19. Subsequent events

 

a) On March 30, 2021, the Company entered into an asset purchase agreement (“APA”) to acquire two privileged licenses issued by the Nevada Department of Taxation purposed for the cultivation of cannabis (the “Licenses”). In consideration for the licenses, the Company agreed to pay $150,000, issue a $1,350,000 promissory note and assume certain liabilities. At February 28, 2023, the asset purchase has not been closed and the amount paid has been recorded as a deposit (Note 4 (b)).

 

The promissory note bears interest at the Short Term Applicable Federal Rate of 0.11% per annum and shall be repaid through quarterly payments of a minimum of 50% of the net operating income received in connection with the Nevada cannabis operation associated with the acquired Licenses. All outstanding principal and accrued interest is due two years after issuance of the note.

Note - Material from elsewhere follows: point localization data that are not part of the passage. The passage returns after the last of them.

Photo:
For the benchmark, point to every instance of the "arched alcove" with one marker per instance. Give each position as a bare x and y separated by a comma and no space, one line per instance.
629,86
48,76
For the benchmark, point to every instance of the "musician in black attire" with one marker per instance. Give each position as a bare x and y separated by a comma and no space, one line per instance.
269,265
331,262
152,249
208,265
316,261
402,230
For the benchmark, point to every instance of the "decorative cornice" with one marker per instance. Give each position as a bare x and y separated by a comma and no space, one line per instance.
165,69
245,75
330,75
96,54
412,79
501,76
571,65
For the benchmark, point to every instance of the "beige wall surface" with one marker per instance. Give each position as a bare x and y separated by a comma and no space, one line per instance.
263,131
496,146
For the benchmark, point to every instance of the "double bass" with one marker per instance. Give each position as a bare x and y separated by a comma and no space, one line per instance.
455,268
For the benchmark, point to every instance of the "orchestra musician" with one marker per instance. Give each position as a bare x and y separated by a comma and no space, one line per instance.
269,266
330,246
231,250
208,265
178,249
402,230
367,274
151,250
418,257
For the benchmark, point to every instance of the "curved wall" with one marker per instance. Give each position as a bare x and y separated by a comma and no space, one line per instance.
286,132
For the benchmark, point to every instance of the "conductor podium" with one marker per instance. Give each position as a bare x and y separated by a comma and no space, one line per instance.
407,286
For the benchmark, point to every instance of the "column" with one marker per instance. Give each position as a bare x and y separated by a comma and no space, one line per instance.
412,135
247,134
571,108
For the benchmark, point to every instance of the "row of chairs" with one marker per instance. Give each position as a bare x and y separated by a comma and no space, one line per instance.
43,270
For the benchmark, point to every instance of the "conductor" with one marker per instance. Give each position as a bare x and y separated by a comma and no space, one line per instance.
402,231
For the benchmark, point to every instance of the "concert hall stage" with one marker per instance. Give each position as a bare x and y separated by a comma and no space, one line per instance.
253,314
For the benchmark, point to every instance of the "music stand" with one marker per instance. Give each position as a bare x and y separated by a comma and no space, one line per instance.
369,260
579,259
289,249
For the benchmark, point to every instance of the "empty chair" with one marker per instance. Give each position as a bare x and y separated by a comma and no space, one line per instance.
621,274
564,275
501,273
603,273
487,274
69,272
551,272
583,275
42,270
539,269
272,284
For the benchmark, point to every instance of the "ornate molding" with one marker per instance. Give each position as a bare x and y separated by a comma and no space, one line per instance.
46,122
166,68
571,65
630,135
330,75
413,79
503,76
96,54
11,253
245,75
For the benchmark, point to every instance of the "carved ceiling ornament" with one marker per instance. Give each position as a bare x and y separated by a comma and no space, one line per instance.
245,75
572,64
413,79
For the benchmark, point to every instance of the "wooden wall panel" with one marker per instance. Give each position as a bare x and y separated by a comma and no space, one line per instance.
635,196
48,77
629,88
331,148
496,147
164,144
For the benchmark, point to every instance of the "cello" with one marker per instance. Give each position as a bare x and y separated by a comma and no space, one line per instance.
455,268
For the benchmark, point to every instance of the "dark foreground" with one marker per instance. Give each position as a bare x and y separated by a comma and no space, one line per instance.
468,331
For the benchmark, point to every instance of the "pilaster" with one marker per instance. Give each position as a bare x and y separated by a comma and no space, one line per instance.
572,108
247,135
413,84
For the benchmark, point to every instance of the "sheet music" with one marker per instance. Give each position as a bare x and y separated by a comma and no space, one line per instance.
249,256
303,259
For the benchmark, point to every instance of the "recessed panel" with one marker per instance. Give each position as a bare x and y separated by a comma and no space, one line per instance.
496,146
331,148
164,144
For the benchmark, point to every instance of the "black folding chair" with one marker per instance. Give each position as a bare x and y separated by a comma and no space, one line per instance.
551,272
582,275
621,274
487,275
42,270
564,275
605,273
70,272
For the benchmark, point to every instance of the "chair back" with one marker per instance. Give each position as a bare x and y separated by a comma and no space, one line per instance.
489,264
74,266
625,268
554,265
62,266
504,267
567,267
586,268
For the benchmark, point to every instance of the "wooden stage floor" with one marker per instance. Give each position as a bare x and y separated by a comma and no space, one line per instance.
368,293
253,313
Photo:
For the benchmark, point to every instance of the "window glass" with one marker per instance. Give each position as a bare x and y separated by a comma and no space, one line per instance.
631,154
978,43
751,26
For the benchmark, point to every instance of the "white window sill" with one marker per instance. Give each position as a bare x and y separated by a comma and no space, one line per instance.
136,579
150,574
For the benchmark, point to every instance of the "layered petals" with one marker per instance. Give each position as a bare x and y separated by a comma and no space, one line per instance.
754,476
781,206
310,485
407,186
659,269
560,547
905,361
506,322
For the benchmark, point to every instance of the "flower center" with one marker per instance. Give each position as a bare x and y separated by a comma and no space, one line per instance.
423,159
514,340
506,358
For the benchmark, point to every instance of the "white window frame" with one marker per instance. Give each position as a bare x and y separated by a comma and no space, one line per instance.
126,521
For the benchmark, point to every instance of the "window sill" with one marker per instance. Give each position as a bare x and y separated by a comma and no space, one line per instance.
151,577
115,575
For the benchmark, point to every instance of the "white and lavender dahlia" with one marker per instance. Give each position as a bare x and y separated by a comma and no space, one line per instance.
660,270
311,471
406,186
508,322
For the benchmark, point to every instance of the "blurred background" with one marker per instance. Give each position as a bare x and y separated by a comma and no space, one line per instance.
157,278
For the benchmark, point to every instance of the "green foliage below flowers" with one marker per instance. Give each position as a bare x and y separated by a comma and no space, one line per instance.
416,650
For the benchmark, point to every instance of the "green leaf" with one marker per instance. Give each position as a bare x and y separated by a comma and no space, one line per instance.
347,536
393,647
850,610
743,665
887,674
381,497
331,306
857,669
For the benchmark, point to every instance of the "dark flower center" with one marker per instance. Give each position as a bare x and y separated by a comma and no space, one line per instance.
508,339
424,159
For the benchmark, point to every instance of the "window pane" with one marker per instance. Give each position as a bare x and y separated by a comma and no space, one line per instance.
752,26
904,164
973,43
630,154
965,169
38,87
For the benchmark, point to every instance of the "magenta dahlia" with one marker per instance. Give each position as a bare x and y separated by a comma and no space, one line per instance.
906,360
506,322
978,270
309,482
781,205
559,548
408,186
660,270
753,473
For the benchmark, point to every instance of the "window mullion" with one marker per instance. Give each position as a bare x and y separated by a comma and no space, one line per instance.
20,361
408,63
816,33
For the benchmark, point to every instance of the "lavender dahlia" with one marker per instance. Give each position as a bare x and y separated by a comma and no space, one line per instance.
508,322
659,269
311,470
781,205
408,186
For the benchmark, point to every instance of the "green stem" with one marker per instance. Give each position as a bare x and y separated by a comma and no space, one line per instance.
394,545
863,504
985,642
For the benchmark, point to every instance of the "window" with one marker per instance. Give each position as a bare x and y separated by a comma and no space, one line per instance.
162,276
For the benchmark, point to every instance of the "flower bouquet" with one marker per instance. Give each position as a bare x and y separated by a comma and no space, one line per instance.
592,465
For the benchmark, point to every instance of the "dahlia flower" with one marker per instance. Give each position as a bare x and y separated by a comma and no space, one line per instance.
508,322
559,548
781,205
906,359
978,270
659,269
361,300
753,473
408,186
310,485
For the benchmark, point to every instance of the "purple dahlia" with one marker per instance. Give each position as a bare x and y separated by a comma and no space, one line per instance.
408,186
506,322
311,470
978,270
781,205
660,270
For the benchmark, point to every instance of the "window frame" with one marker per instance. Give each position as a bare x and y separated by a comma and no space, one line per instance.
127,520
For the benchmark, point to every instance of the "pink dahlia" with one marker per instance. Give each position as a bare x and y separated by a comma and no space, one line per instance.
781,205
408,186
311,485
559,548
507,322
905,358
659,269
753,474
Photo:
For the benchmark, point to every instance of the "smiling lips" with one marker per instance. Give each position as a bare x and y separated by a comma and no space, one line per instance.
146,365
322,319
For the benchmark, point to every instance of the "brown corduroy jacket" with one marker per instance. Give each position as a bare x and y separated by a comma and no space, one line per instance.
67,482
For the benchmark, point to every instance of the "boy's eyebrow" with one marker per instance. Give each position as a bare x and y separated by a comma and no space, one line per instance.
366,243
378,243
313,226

As of April 19, 2023, the Company has not issued any consideration under the APA, other than the initial deposit of $150,000. The Company has not received any assets outlined in the APA. The asset purchase has not closed.

 

Concurrent with the APA, the Company entered into a services agreement (the “Services Agreement”) and a land lease agreement (the “Lease Agreement”) with the seller of the Licenses. Pursuant to the Services agreement the seller of the licenses will provide consulting services to the Company in exchange for the reimbursement of expenses incurred.

 

Pursuant to the Lease Agreement, the Company leased land in North Las Vegas to accommodate an approximately 9,000 square foot building to be used for the cultivation, marketing or sale of cannabis for a period of 25 years. Lease payments shall commence on the date which the first cannabis plant is planted, and monthly lease payments are as follows:

 

 

·

$1,500 per month for the first five years.

 

·

 $1,800 per month for years 6 to 10 of the lease.

 

·

$2,025 per month for years 11 to 15 of the lease.

 

·

$2,280 per month for years 16 to 20 of the lease.

 

·

$2,565 per month for years 21 to 25 of the lease.

 

In addition, for the term of the lease, the Company shall pay the landlord 50% of the net operating income derived from the cannabis cultivation operation located at the leased premises.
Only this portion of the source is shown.